State Veterinarian Robert Gerlach said the DEC began testing Alaska seafood for radiation in 2014, when radiation from the Fukushima Daiichi nuclear disaster was predicted to hit the west coast of North America. Gerlach said to date, no radiation from the incident has been detected in Alaskan seafood.

“That was extremely good news and was a great assurance for the commercial market as well as the local subsistence and recreational fishermen,” Gerlach said. “Because there are a lot of communities that are eating fish as their primary source of protein.”

But while Gerlach said Alaska seafood has been deemed safe by health officials, the testing has been limited to several species of fish including salmon, cod, halibut, pollock and sablefish. The new funding will allow testing in more locations as well as on more species like crab and other shellfish.

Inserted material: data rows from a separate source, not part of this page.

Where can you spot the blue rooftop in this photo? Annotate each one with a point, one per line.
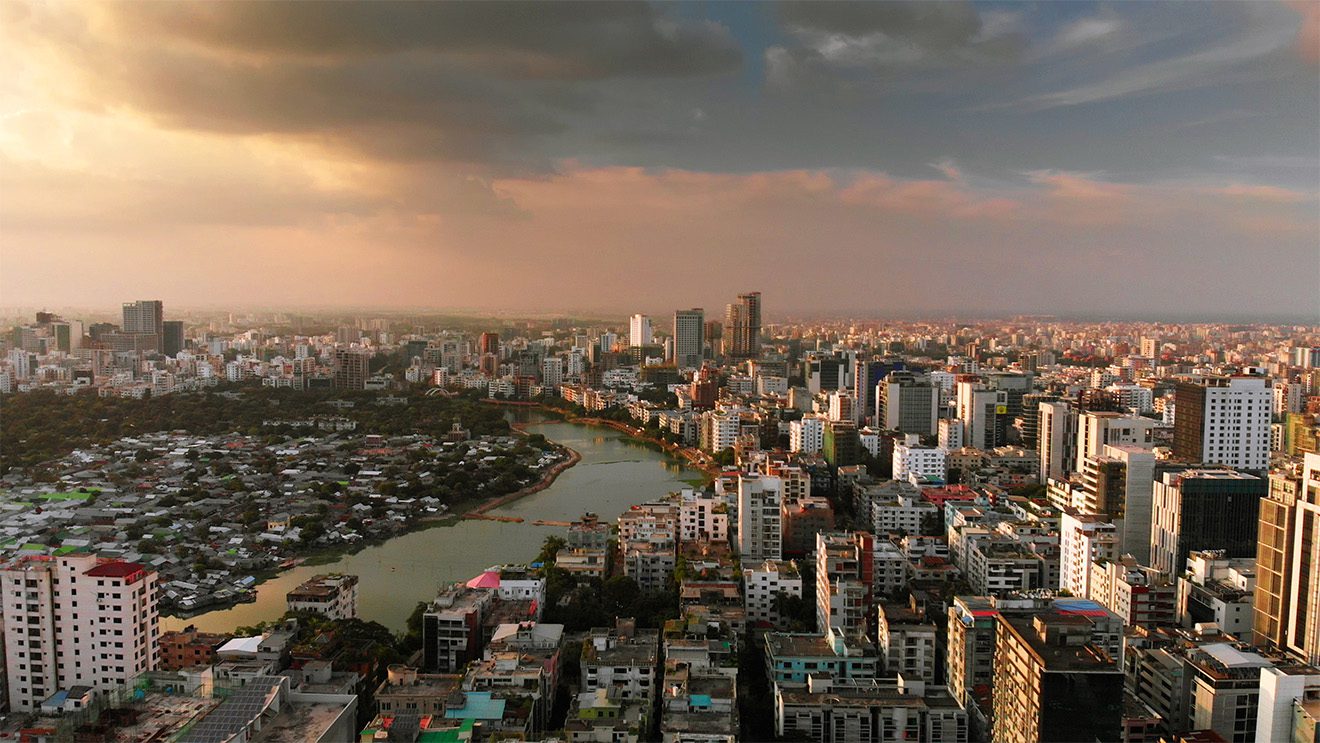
(477, 705)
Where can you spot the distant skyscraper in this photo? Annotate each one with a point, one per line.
(689, 337)
(351, 367)
(907, 403)
(145, 317)
(173, 339)
(1224, 421)
(487, 353)
(742, 326)
(639, 330)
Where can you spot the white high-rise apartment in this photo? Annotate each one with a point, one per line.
(144, 316)
(978, 409)
(762, 585)
(1100, 429)
(552, 371)
(924, 462)
(639, 330)
(689, 341)
(1084, 539)
(1224, 420)
(75, 620)
(1057, 440)
(759, 520)
(807, 436)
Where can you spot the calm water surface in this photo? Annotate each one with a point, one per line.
(614, 474)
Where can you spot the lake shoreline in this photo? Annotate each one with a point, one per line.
(466, 508)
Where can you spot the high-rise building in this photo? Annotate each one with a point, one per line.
(689, 339)
(1118, 483)
(75, 620)
(173, 339)
(67, 334)
(144, 316)
(984, 413)
(1204, 510)
(1051, 682)
(867, 376)
(1224, 420)
(1287, 593)
(842, 581)
(1031, 417)
(145, 320)
(639, 330)
(742, 326)
(911, 459)
(1097, 429)
(825, 372)
(759, 527)
(351, 368)
(1084, 540)
(1057, 440)
(907, 403)
(840, 444)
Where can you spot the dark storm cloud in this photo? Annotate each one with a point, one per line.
(478, 83)
(524, 40)
(873, 38)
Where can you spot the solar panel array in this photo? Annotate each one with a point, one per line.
(235, 713)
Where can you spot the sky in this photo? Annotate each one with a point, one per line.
(877, 159)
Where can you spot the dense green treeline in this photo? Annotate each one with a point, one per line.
(42, 425)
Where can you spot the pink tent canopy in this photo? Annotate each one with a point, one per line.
(487, 580)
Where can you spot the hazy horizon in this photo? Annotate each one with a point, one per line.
(918, 159)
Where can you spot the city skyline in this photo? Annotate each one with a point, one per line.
(984, 160)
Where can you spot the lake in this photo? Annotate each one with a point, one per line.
(615, 473)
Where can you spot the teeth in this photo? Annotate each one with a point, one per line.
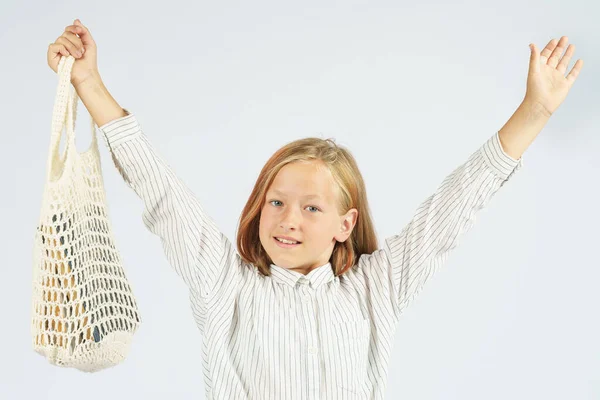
(286, 241)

“We can go ahead and form decisions based on data rather than just saying, well we think it’s okay,” he said. “We know it’s okay, ‘cause we can measure that.”

The testing is done at the DEC lab in Anchorage, which has the only Portable Gamma-ray Analysis System in the country. Gerlach said the unit, which weighs about 100 pounds can test nearly any substance for radioactivity, and, if necessary, can be brought to the scene of a radioactive incident for quick results.

One thing the state is concerned about is Japan’s recent announcement that it plans to release treated radioactive water from the Fukushima plant in two years. Gerlach said global experts are debating the possible health effects and talking with the Japanese government. He said they need to know more about what the water might contain.

“There’s going to be a lot of public interest in that analysis of what’s going to happen, what’s going to be released,” he said.

The monitoring program may be more important than ever at that time.